LOB Locators in Transact-SQL Statements

Large object (LOB) locators let you reference an LOB in Transact-SQL statements rather than referencing the LOB itself.

Because the size of a text, unitext, or image LOB can be many megabytes, using an LOB locator in Transact-SQL statements reduces network traffic between the client and SAP ASE, and reduces the amount of memory otherwise needed by the client to process the LOB.

SAP ASE lets client applications send and receive locators as host variables and parameter markers.

When you create an LOB locator, SAP ASE caches the LOB value in memory and generates an LOB locator to reference it.

A LOB locator remains valid for the duration of the transaction in which it was created. SAP ASE invalidates the locator when the transaction commits or is rolled back.
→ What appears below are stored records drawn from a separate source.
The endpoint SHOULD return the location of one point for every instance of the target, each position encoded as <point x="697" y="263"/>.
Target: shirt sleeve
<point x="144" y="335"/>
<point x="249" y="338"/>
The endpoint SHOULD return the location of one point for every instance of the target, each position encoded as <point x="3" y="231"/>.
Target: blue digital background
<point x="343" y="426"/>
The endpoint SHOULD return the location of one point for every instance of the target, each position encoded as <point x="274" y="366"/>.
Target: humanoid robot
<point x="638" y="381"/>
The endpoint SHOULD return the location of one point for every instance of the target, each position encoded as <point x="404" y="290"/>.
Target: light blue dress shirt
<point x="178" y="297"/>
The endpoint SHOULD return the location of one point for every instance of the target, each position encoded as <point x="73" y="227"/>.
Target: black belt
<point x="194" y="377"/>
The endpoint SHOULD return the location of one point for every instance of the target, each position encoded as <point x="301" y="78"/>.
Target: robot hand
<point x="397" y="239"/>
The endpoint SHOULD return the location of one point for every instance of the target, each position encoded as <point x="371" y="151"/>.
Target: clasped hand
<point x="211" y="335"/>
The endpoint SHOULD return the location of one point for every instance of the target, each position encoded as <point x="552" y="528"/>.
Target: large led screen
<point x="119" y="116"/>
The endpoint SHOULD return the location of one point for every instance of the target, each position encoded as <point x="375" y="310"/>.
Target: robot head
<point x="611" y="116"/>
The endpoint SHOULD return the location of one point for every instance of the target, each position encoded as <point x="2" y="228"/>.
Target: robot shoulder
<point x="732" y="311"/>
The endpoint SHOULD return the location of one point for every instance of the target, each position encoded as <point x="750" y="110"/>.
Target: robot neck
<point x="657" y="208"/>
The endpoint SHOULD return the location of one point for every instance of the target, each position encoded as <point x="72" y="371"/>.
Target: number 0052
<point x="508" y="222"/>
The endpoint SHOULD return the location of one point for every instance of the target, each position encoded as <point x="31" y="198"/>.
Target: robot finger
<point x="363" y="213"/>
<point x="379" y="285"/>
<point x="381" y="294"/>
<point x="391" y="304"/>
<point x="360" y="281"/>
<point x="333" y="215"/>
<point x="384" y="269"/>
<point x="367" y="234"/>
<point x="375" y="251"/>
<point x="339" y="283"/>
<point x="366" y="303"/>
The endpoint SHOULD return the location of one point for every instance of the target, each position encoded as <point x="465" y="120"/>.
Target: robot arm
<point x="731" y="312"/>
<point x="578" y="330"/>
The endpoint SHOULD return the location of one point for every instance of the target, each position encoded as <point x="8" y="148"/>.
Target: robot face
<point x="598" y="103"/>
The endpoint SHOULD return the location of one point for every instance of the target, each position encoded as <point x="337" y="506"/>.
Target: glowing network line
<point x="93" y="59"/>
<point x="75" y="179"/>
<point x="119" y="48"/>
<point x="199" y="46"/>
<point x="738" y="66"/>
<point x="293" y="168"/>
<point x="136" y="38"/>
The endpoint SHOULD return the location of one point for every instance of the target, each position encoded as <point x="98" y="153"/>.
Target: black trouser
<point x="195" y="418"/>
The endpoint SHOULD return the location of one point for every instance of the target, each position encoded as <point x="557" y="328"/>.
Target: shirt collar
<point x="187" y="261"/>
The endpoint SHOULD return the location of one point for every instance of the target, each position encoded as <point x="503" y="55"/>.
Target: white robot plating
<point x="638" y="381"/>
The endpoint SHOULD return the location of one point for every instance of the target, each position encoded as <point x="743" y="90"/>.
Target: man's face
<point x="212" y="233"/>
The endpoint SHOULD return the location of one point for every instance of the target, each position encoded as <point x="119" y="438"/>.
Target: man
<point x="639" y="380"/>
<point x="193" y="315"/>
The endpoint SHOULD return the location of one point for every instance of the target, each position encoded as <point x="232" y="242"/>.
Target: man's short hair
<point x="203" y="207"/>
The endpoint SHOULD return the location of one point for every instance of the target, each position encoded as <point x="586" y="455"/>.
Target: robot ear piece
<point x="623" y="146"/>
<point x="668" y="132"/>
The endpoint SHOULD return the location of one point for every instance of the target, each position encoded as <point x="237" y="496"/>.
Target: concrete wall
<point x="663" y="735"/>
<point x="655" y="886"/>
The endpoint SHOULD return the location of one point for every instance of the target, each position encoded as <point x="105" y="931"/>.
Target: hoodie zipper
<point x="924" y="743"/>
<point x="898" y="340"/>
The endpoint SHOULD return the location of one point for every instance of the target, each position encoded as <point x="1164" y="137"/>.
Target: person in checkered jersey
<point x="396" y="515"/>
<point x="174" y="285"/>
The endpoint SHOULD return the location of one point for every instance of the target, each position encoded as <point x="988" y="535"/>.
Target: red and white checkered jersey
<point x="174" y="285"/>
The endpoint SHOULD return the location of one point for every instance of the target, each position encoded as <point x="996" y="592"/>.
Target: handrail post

LOB locators use three different datatypes:
You can declare local variables for the locator datatypes. For example:
declare @v1 text_locator

Because LOBs and locators are stored only in memory, you cannot use locator datatypes as column datatypes for user tables or views, or in constraints or defaults.

You can create a LOB locator explicitly or implicitly.

In general, when used in a Transact-SQL statement, locators are implicitly converted to the LOB they reference. That is, when a locator is passed to a Transact-SQL function, the function operates on the LOB that is referenced by the locator.

Any changes you make to the LOB referenced by the locator are not reflected in the source LOB in the database—unless you explicitly save them. Similarly, any changes you make to the LOB stored in the database are not reflected in the LOB referenced by the locator.

Note: Locators are best used in Transact-SQL statements that return only a few rows, or in cursor statements. This allows locators and associated LOBs to be processed and released in a manner that conserves memory. You may need to increase available memory if several LOBs are created in a single transaction.